There is an ever increasing number of mobile devices being connected to the Internet now, but with this the number of threats to our smartphones and tablets grows with it, and now there are hacked websites targeting Android devices with a new Android Trojan called NotCompatible that is gaining illicit excess.
The problem has been reported on the official Lookout Blog, and normally hacked websites are used to attack PCs with malware, but now these hacked websites are being used to target mobile devices. This latest attack works when a user visits a compromised website via an Android device, and the web browser will then automatically start to download an application, which is more commonly known as a drive by download.
Once the rogue application has finished downloading the device will then ask the user to click on a notification to install the downloaded app.

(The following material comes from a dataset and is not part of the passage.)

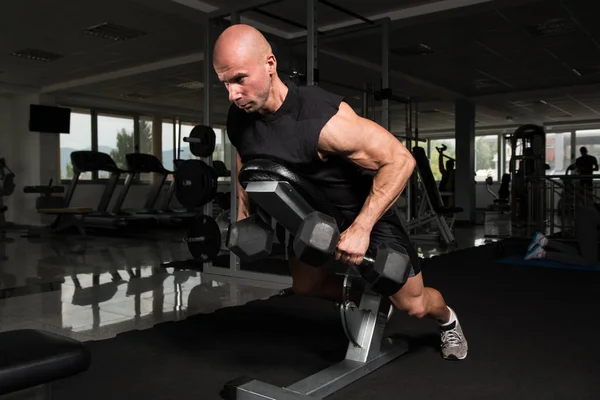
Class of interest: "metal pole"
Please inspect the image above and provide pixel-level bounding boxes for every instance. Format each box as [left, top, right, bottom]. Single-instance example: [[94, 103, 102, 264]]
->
[[381, 18, 390, 131], [362, 82, 369, 118], [405, 101, 414, 221], [202, 16, 213, 266], [306, 0, 319, 86], [369, 83, 377, 122], [229, 12, 240, 271], [414, 99, 419, 146]]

To actually install the app on a device it must have the ‘Unknown sources’ setting switched on; otherwise the installation will be blocked.
It seems that the amount of websites that have been affected could be numerous, but research has found that these sites have relativity low traffic with the impact to Android users pretty low as well. The Lookout team has found that NotCompatible works as a simple TCP relay/proxy while posing as a system update, but currently the malware isn’t harming target devices. It could though eventually be used to gain illicit access to private networks by turning a device that is infected into a proxy.
Android users should lookout for automatic downloads of the NotCompatible application that is called ‘Update.apk’. It seems also that Android owners that are currently using Lookout products are protected from drive by downloads, when the features File System Monitoring and Install Monitoring are active. Users are alerted to known threats if they are downloaded to a handsets storage like the downloads folder found on an SD card, and just before they are installed via sideloading.
Do you have security software installed on your Android device?